[Subject Prev][Subject Next][Thread Prev][Thread Next][Date Index][Thread Index]

[hts-users:02576] Is it OK to use a few and long speech files for HTS training?


Dear all.

I am using 19 audio-book files (about 8 minutes for each file => total 160 minutes) spoken by a single speaker, who is a native speaker of American English.
audio file format has been changed to raw
utt files were created by festival.
HTS versions I tried were 2.1.1 and 2.1 (both had same problem)
The problem I have now is following
In the initialization and reestimation ste, the number of observation sequences does not match with the number of corresponding phoneme in the audio-book data that I am using.
I compared it with what I got by running HTS-demo of using cmu_us_arctic_slt database.
When I used cmu_us_arctic_slt database, the number of a certain phoneme (ex: aa, oy) was same to the number of the observation sequences loaded for initialization and reestimation step.

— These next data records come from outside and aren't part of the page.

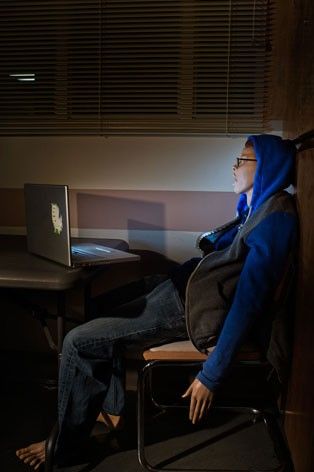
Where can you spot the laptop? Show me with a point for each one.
(48, 230)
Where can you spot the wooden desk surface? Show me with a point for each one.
(19, 269)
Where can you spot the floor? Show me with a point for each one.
(28, 411)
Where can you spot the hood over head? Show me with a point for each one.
(274, 171)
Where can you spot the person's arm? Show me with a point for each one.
(269, 245)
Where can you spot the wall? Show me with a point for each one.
(158, 193)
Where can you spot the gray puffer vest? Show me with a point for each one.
(211, 286)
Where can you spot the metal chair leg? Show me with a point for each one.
(50, 448)
(280, 447)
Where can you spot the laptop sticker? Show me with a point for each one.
(56, 218)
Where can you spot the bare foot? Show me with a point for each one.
(33, 455)
(112, 422)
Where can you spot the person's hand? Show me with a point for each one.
(200, 401)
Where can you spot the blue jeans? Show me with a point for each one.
(92, 374)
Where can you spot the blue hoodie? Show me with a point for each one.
(267, 247)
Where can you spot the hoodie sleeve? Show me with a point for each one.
(269, 245)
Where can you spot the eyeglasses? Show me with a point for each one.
(240, 161)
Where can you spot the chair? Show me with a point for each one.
(185, 354)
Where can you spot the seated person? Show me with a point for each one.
(228, 292)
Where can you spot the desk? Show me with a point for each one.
(21, 270)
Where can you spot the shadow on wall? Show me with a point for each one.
(102, 212)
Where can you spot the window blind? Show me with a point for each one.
(134, 66)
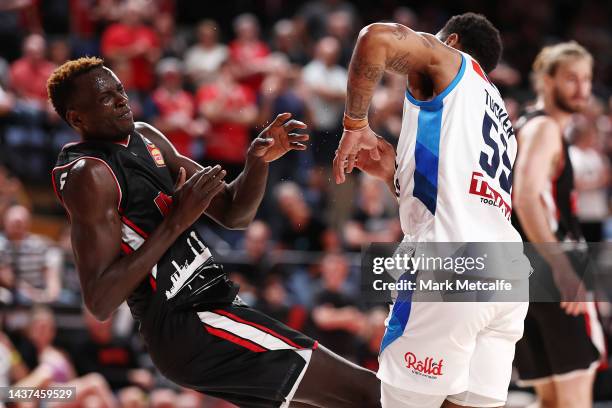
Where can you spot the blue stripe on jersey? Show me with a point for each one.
(399, 314)
(427, 149)
(426, 155)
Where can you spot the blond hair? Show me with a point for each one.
(549, 58)
(59, 84)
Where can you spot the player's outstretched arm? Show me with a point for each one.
(394, 48)
(236, 204)
(107, 279)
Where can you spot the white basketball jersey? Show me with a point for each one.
(455, 154)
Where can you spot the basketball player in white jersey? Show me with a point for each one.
(452, 175)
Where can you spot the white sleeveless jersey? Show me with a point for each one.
(454, 163)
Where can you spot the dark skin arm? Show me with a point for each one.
(236, 205)
(96, 231)
(96, 225)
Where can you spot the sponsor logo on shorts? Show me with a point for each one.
(488, 195)
(426, 368)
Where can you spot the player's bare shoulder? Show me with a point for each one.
(88, 185)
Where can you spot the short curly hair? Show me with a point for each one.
(478, 37)
(60, 84)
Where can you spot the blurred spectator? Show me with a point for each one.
(12, 367)
(279, 94)
(406, 16)
(286, 41)
(248, 52)
(163, 398)
(300, 229)
(176, 108)
(340, 25)
(231, 110)
(315, 13)
(132, 397)
(40, 334)
(171, 43)
(336, 317)
(257, 246)
(326, 82)
(203, 60)
(30, 72)
(112, 357)
(592, 177)
(71, 287)
(59, 51)
(34, 264)
(372, 219)
(133, 41)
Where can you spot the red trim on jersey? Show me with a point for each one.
(234, 339)
(258, 326)
(125, 142)
(76, 160)
(126, 248)
(153, 282)
(134, 227)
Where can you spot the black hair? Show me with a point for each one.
(477, 36)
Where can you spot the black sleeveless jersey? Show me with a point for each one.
(186, 275)
(560, 198)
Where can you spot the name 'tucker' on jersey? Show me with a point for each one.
(454, 163)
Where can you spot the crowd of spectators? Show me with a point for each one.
(210, 85)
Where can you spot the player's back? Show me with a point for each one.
(454, 163)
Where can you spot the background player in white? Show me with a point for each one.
(562, 344)
(452, 176)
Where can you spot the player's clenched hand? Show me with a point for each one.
(351, 143)
(382, 169)
(279, 138)
(192, 197)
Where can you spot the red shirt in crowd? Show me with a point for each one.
(228, 141)
(171, 104)
(29, 79)
(121, 36)
(247, 53)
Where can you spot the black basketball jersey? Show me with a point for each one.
(186, 275)
(559, 197)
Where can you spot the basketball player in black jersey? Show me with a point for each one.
(132, 201)
(559, 351)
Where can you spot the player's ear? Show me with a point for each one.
(74, 119)
(453, 41)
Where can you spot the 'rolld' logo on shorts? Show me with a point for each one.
(427, 367)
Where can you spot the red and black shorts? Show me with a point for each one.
(235, 353)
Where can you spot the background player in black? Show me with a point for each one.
(92, 100)
(556, 355)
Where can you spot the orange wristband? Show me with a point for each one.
(354, 124)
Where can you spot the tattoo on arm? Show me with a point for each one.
(399, 33)
(371, 72)
(357, 106)
(399, 63)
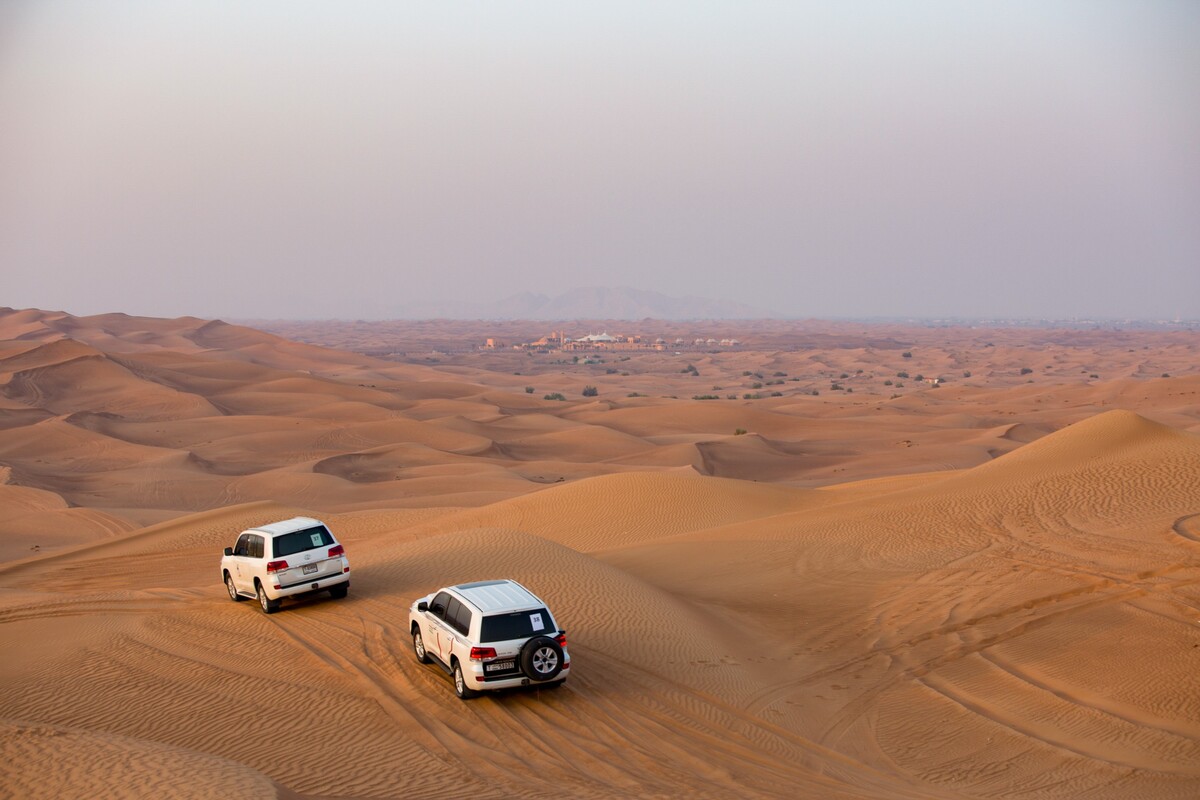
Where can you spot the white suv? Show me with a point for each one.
(285, 559)
(490, 635)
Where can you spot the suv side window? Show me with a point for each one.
(438, 607)
(453, 613)
(462, 619)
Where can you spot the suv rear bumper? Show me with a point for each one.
(319, 584)
(477, 680)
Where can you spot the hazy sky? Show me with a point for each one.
(319, 160)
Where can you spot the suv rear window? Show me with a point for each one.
(517, 625)
(301, 540)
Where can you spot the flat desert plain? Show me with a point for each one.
(786, 570)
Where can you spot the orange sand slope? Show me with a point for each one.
(1021, 625)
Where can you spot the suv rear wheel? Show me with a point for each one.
(460, 684)
(232, 589)
(419, 647)
(269, 606)
(541, 659)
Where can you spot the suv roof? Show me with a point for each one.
(498, 595)
(287, 525)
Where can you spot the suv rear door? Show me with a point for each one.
(310, 554)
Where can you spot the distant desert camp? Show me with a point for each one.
(792, 559)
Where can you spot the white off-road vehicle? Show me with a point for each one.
(490, 635)
(285, 559)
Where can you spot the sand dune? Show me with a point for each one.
(988, 589)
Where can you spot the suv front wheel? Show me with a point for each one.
(541, 659)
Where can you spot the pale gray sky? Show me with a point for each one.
(297, 158)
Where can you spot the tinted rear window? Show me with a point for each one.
(303, 540)
(519, 625)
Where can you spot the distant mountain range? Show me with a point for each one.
(592, 302)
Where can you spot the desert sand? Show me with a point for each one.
(847, 584)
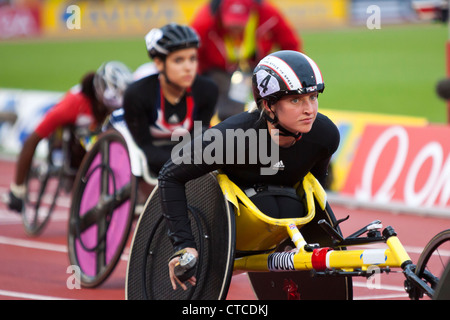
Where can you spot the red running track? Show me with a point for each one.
(36, 268)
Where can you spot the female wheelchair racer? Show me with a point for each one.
(285, 85)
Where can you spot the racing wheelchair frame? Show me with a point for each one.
(233, 235)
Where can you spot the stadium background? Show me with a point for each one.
(376, 77)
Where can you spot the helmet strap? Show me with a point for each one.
(275, 122)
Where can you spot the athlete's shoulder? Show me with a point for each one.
(325, 131)
(243, 120)
(143, 84)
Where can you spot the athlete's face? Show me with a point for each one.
(181, 67)
(297, 113)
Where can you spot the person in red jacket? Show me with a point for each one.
(85, 105)
(235, 35)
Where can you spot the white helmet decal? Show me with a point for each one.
(267, 83)
(283, 70)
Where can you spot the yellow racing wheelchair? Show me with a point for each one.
(301, 258)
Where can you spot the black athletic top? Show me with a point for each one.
(151, 119)
(311, 153)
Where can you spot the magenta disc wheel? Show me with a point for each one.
(102, 209)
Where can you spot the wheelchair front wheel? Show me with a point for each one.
(433, 262)
(43, 185)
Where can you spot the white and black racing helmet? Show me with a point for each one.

I am wondering if this problem happened because of the size of utt files (It is too big and long. So *.lab files are also big and long)
Or, would it be happened because of the file name that I set? (I uses 01-02.utt, 01-03.utt, ... 01-10.utt, 02-01.utt, ..., 02.10.utt)

I would appreciate if you would give me some advice on this problem.

thank you in advance

jangwon